On 16/02/17 12:18, Graeme Watt wrote:
Dear All,

This was a conscious decision to improve the YODA export of
multidimensional tables, so that we now write the appropriate YODA
object for the number of independent variables, rather than always a
Scatter2D object:

https://github.com/HEPData/hepdata-converter/issues/5#issuecomment-135375309


I checked with Andy that he agreed with this decision (in an email sent
on 27th August 2015).

Aha. Yes, seemed like a good idea... but an option to get the backward-compatible format as well would help a lot, in this migration phase.
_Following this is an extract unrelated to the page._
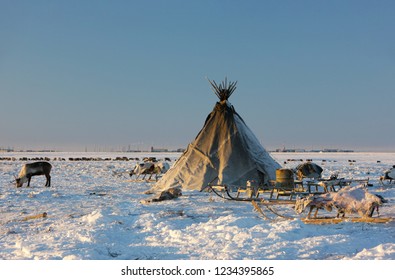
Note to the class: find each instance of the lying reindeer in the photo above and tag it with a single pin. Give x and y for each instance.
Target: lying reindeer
(347, 200)
(34, 169)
I don't know how set-up we are to use 1D and 3D scatters at the moment.

Most (or even all?) existing HepData tables exported as YODA for use in
Rivet analyses will only have one independent variable and one dependent
variable (x01-y01).

Definitely not all! And in some places I think they are being used for reasons other than encoding 2D histograms... Chris? I think a wider discussion is needed.

More generally, I think this flags up that the dataset/axis naming in HepData was always a bit of a hack. Maybe the input format could now let the experiments specify their own names? I am certainly not welded to the d,x,y format that I cooked up one afternoon many years ago...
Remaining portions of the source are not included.